In 1979, he cleared the examination to obtain his Grade I amateur radio operator licence with the call sign VU2KGB. His wife, A. Maya Shankar, is licenced at VU2CIA.

Read the full The Hindu story at http://www.thehindu.com/life-and-style/money-and-careers/article2974047.ece

Connecting Students with Space

The GENSO project features in an article in the February 2012 edition of the free magazine ESA Bulletin.

GENSO is a worldwide network of education and amateur radio ground stations linked together via the internet.

Student satellite teams can normally only gather around 20 minutes of data per day from their satellite using their own ground station. GENSO will give them free access to potentially hundreds of stations around the globe and increase their data return to many hours per day. It will also allow them to command their spacecraft from the other side of the world.

A team from AMSAT-UK supported this project by developing a standard ground station specification together with a full set of software drivers for the different hardware items.

The software development was carried out in a cooperative effort of students and radio amateurs worldwide.

The 2008 AMSAT-UK International Space Colloquium featured a demonstration and presentations on GENSO.

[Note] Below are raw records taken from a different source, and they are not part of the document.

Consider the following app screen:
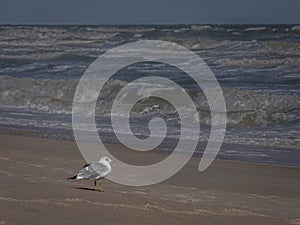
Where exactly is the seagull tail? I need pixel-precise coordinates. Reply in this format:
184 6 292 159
67 174 77 180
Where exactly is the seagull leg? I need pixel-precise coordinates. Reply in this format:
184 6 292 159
99 180 102 192
94 180 97 191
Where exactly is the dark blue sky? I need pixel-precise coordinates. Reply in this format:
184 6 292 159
0 0 300 24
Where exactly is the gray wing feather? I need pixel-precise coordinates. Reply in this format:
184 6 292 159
78 163 108 179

The five page article starts on page 39 and the amateur radio stations of Graham Shirville G3VZV, Dave Johnson G4DPZ and David Mynatt KA0SWT get a brief mention on page 43. Read the ESA Bulletin online at

http://esamultimedia.esa.int/multimedia/publications/ESA-Bulletin-149/

AMSAT-UK and ESA co-operation on GENSO
http://www.southgatearc.org/news/november2007/amsat_esa_genso_cooperation.htm

GENSO http://www.genso.org/

Astronaut's Flashing Success

Blue Laser Flash seen from ISS

Light (top center) flashed from the Lozano Observatory, about 40 miles north of San Antonio, was easily visible from orbit. Click on the image to see it full-sized.

Radio amateur and ISS astronaut Don Pettit KD5MDT describes how he succeeded in receiving signals on a frequency of 650 THz.

Flashing the International Space Station with beams of light as it passes overhead had never been successfully done—until now.

It sounds deceptively easy. In an earlier post I wrote about the technical requirements. But like so many other tasks, it becomes much more involved in the execution than in the planning.

Early Sunday morning, at 01:27 our time, the San Antonio Astronomical Association, an amateur astronomy group, succeeded in flashing space station with a one-watt blue laser and a white spot light as we passed overhead. This took a number of engineering calculations. Projected beam diameters (assuming the propagation of a Gaussian wave for the laser) and intensity at the target had to be calculated. Tracking space station’s path as it streaked across the sky was another challenge. I used email to communicate with Robert Reeves, one of the association’s members. Considering that it takes a day, maybe more, for a simple exchange of messages (on space station we receive email drops two to three times a day), the whole event took weeks to plan.